31 Mar 2009 • 3 minute read
DRAMs: Another look at how bad it is: Last week, we (finally) published our summary and analysis of DRAM makers’ financial performance for the four quarters of 2008. It was the worst DRAM year ever, and remains equally dire so far into 2009. In 2008, we estimate that DRAM makers lost about $14B, on top of the estimated $5B they lost in 2007. Bad news, indeed.

In 1Q09, they can be expected to drop another $4-5B, as prices have moved up almost not at all, and we are nearly done with the quarter. It is too late for Qimonda’s PC DRAM withdrawal to stabilize the market; though having ramped down most of their production, they are still alive, and the market is no more balanced than when they filed for bankruptcy months ago. The Taiwanese government ‘industry stabilization program’ is stalled. We have already seen the full market impact of idling and decommissioning DRAM capacity by almost everyone in the business...there are almost no more 200mm lines or 90-110nm DRAMs in production...but this retreat has brought no sustainable DRAM pricing help. Supply take downs have been no match for the slowing, or reversal, of demand growth. There may also be some OPEC-like production cheating, to keep fabs full and employees happ(ier). We cannot tell for sure.

The longer-term actions...reduced CapEx for 2009 after a slowdown in 2008, are offset by the introduction of more cost-effective DRAM designs...most are about +/-50nm, which will boost production without increased wafer starts. Oops!

There is yet another historical perspective showing how bad today’s DRAM market is, which is shown in the figure below. Historically, the industry mix of DRAMs has recently sold for $3-4 per unit; better in good times, worse in bad times. Over the past two decades, the mix price has steadily declined, bubbling up in times of shortages, but otherwise trending down in both costs and prices, though profit margins have declined enough to make DRAMs a bad business for quite a while. Today the DRAM mix price is lower than ever.


Industry DRAM Mix: At any given time, a multitude of DRAMs are being produced and sold: small amounts of last generation PC DRAMs (DDR1 in today’s case), and maybe still some from the generation before that (like SDR DRAMs), all of which continue to have applications, mostly outside the PC space. The volume runner, at any point in time, is the leading PC DRAM mainstream...which today is the 1Gb DDR2 DRAM. There’s also always a growing fraction of the Next Generation PC DRAM, in this case DDR3 DRAMs, which today constitutes about 10% of total DRAM GB shipments. In the case of DRAMs, there are subsidiary roadmaps for G DRAMs (graphics DRAMs, like G DDR3, 4 and 5), used in Video Game machines like the X-Box360, and for LP DRAMs of various generations, mostly used on mobile phones. There are XDR and RDRAMs, too, though not as many as Rambus would have hoped.
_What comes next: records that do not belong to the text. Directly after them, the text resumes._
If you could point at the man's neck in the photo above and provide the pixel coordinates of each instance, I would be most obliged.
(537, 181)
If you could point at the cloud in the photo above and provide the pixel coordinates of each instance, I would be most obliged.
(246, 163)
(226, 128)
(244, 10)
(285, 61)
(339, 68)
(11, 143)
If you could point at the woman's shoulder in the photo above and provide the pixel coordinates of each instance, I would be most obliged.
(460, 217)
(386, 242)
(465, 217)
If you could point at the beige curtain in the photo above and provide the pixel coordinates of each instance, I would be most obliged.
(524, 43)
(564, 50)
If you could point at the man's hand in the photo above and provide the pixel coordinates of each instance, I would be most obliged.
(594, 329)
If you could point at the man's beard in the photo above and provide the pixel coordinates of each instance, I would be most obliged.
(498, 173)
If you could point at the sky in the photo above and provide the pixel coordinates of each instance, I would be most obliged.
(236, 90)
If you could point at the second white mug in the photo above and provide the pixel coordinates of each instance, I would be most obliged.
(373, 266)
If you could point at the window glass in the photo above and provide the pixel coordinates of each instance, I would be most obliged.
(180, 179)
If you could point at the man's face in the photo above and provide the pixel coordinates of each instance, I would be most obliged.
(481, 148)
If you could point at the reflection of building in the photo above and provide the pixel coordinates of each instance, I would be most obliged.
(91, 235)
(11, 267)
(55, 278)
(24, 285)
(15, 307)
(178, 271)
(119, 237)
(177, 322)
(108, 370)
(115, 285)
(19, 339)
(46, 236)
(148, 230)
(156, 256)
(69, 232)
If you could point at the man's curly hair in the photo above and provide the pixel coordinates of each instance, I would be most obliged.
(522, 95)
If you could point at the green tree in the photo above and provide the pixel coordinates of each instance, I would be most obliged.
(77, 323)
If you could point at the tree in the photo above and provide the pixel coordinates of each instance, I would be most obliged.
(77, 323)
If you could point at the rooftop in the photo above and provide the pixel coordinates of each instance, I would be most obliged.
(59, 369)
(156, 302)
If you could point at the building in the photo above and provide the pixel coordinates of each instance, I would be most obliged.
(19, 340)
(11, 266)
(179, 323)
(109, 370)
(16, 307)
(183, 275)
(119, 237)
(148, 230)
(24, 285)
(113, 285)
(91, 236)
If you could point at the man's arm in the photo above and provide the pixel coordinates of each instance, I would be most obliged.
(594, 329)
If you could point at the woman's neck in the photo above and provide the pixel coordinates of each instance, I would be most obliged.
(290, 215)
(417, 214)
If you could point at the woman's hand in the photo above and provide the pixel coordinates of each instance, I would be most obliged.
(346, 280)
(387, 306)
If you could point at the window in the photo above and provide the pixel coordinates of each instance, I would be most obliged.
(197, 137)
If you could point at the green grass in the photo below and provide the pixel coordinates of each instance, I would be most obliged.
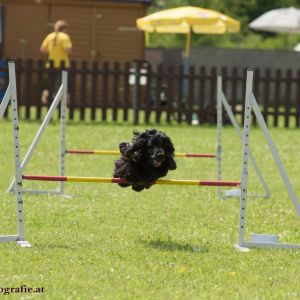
(168, 242)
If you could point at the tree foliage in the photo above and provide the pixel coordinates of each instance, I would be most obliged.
(244, 11)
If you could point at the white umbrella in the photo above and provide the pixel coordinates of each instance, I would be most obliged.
(285, 20)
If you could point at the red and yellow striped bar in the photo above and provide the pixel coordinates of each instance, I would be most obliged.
(116, 152)
(120, 180)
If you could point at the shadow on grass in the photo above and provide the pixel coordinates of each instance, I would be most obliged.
(173, 246)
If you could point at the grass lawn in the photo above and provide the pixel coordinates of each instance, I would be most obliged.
(168, 242)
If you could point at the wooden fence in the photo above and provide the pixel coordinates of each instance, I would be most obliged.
(164, 93)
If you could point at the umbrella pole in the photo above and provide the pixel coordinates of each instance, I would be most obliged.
(187, 45)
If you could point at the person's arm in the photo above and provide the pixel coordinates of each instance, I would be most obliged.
(44, 46)
(68, 45)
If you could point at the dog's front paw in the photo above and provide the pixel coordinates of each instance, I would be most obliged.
(137, 187)
(124, 146)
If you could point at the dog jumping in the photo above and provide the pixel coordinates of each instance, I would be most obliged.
(149, 156)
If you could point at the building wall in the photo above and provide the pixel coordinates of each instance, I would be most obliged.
(99, 31)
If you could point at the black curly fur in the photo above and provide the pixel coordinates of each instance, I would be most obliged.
(149, 156)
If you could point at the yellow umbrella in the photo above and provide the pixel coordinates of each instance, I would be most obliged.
(187, 19)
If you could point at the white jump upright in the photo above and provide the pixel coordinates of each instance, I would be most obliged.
(259, 240)
(222, 102)
(11, 97)
(61, 97)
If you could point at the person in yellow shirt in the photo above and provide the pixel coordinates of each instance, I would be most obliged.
(58, 46)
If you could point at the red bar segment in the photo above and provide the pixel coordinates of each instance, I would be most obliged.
(219, 183)
(45, 178)
(199, 155)
(71, 151)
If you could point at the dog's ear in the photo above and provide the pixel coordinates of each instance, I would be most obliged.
(137, 155)
(124, 147)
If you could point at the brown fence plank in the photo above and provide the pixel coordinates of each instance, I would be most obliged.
(94, 91)
(105, 76)
(116, 84)
(169, 93)
(212, 95)
(277, 97)
(158, 104)
(298, 100)
(126, 91)
(83, 93)
(266, 98)
(71, 88)
(287, 100)
(148, 94)
(201, 110)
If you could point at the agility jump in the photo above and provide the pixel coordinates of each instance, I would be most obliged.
(121, 180)
(257, 240)
(11, 97)
(116, 152)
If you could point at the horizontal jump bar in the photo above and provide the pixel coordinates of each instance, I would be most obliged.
(120, 180)
(116, 152)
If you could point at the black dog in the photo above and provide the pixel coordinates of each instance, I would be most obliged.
(148, 157)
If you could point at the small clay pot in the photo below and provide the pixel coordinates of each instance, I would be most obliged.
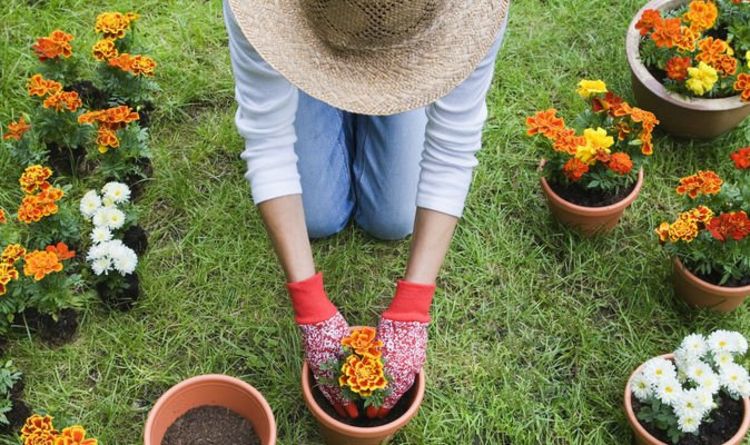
(212, 390)
(699, 293)
(643, 437)
(589, 220)
(682, 116)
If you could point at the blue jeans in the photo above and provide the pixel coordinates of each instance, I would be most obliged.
(358, 167)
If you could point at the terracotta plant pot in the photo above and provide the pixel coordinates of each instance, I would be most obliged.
(699, 293)
(213, 390)
(335, 432)
(643, 437)
(589, 220)
(679, 115)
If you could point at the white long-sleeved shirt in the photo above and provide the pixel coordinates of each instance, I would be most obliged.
(267, 104)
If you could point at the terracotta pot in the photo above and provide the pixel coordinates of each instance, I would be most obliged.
(335, 432)
(699, 293)
(679, 115)
(643, 437)
(214, 390)
(589, 220)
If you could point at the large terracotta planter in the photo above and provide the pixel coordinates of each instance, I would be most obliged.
(214, 390)
(679, 115)
(699, 293)
(335, 432)
(589, 220)
(643, 437)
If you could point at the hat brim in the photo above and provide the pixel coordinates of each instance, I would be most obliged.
(371, 82)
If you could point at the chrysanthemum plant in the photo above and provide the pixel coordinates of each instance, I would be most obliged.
(680, 395)
(711, 235)
(701, 49)
(604, 149)
(360, 372)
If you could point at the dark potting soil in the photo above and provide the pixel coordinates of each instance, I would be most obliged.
(721, 425)
(210, 425)
(53, 332)
(587, 197)
(364, 421)
(121, 299)
(135, 238)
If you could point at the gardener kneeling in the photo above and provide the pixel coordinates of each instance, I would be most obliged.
(371, 111)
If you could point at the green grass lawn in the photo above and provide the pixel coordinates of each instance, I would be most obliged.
(534, 331)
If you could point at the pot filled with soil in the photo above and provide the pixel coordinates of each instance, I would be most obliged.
(693, 117)
(337, 430)
(705, 292)
(590, 212)
(726, 425)
(211, 409)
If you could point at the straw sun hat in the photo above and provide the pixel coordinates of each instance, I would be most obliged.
(374, 57)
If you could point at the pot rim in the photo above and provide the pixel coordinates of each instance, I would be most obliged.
(636, 424)
(726, 291)
(596, 211)
(632, 46)
(210, 379)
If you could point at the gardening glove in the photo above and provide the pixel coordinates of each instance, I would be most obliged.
(322, 327)
(403, 330)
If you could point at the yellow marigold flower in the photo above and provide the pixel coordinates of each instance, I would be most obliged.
(74, 435)
(12, 253)
(588, 88)
(104, 49)
(701, 79)
(39, 264)
(363, 375)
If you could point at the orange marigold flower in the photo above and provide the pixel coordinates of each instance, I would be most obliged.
(363, 375)
(363, 342)
(734, 225)
(74, 435)
(574, 169)
(620, 163)
(648, 21)
(743, 86)
(12, 253)
(62, 251)
(104, 49)
(666, 33)
(677, 67)
(705, 182)
(17, 129)
(741, 158)
(702, 15)
(53, 46)
(39, 86)
(545, 122)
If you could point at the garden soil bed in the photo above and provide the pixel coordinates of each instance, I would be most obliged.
(210, 425)
(363, 421)
(722, 424)
(589, 198)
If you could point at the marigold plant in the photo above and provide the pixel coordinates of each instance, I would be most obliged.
(711, 234)
(608, 144)
(701, 49)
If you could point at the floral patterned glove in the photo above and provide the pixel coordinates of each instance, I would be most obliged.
(403, 330)
(322, 327)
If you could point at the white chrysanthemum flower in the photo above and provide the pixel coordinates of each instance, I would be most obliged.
(688, 424)
(90, 203)
(641, 387)
(117, 192)
(669, 390)
(100, 235)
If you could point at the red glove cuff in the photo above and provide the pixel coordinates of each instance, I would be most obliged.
(411, 302)
(309, 300)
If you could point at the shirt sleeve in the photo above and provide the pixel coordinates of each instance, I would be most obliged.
(267, 104)
(453, 137)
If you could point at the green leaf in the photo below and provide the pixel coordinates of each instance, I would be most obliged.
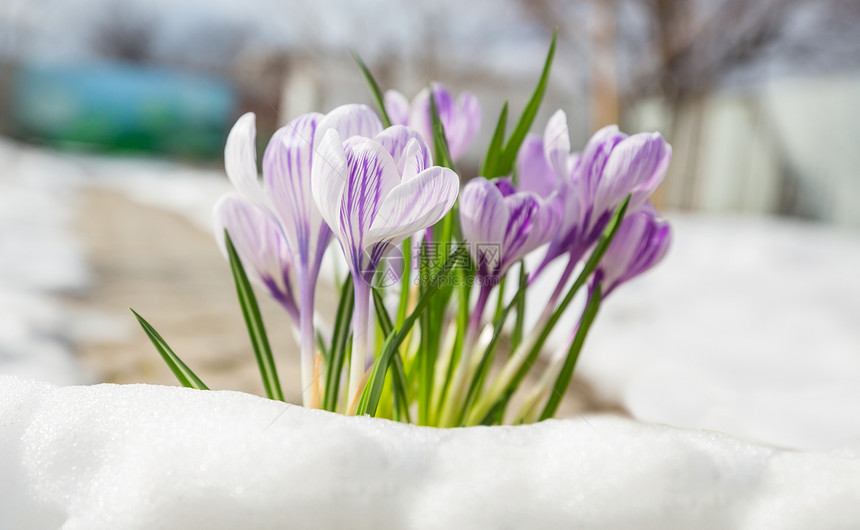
(339, 341)
(398, 375)
(374, 88)
(564, 377)
(519, 323)
(509, 153)
(254, 323)
(393, 342)
(369, 400)
(593, 260)
(440, 141)
(488, 169)
(489, 354)
(186, 377)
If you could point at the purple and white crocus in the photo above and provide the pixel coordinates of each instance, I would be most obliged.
(642, 241)
(591, 184)
(374, 193)
(501, 225)
(276, 227)
(461, 118)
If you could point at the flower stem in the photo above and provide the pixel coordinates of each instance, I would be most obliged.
(465, 366)
(310, 390)
(477, 315)
(360, 332)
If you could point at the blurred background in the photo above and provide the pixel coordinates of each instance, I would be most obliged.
(113, 116)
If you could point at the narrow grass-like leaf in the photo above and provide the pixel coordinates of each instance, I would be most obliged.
(369, 399)
(254, 323)
(440, 141)
(186, 377)
(564, 377)
(500, 301)
(374, 88)
(398, 374)
(427, 354)
(519, 323)
(509, 153)
(488, 169)
(339, 342)
(591, 264)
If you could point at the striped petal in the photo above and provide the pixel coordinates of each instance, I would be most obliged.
(636, 165)
(533, 172)
(397, 107)
(594, 159)
(287, 168)
(397, 138)
(642, 241)
(484, 219)
(260, 244)
(556, 139)
(329, 175)
(240, 158)
(414, 204)
(372, 174)
(352, 120)
(469, 123)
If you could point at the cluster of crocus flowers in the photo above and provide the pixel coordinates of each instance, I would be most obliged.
(423, 350)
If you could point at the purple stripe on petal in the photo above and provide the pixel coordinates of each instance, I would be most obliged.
(372, 176)
(637, 164)
(642, 241)
(414, 204)
(533, 172)
(260, 244)
(397, 138)
(287, 166)
(352, 120)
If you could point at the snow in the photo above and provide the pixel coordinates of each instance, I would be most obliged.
(142, 456)
(39, 261)
(748, 327)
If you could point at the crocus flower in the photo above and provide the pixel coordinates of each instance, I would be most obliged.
(502, 225)
(261, 246)
(591, 184)
(461, 119)
(641, 242)
(283, 208)
(374, 193)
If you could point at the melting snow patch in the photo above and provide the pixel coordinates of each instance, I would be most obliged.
(143, 456)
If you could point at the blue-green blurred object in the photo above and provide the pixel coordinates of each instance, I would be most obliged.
(120, 107)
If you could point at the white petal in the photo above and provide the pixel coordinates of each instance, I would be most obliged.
(484, 217)
(414, 204)
(397, 138)
(329, 175)
(397, 107)
(240, 158)
(257, 239)
(352, 120)
(372, 176)
(287, 166)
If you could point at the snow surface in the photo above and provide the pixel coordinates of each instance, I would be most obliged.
(39, 260)
(749, 327)
(140, 456)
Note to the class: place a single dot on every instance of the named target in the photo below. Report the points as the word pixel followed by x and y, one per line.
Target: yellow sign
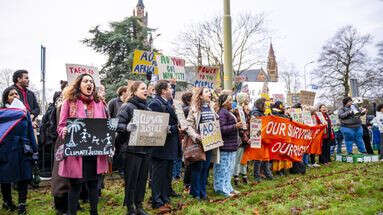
pixel 144 62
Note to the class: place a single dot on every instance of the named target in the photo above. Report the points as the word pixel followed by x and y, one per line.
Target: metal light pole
pixel 43 66
pixel 304 73
pixel 228 56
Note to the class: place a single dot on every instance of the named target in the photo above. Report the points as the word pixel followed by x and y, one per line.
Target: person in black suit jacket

These side-markets to the mainstream PC DRAMs...yesterday’s, today’s and tomorrow’s...are always smaller volumes, and better priced. Today, they make up maybe 10-12% of DRAM GBs shipped, and maybe up to 20% of DRAM dollars.

At any point in time, all these groups are present in the overall DRAM mix, though their proportions and sometime their names change. There’s always the PC mainstream DRAMs, which is 60-80% of the total, and the others add to the remainder. Though rarely interchangable in applications, pricewise these markets are not independent, but more like chained together, going up and down in unison...higher overall, and in detail, in good times and lower in bad times. When PC DRAMs drop in price, everyone who can do so, makes more of the higher-margin alternatives, forcing a like competitive reduction in those products' prices, but which usually still remain more profitable; PC DRAMs take the hit hardest, always.

Today, the DRAM mix price is worse than it ever has been in nearly 20 years. Overall, 2007 was at that time, the worst we'd seen since 1990. Then, continuing in to 2008, even though 1Gb DRAMs supplanted 512M DRAMs as the highest volume runner (doubling the density per chip, or per unit), the DRAM mix price dropped another 30%. DRAM prices, locked in this 'death spiral by oversupply', left the year 2008 at an all time record low, down by another third from 2008’s yearly average, to about $1.18/unit. And here we are today.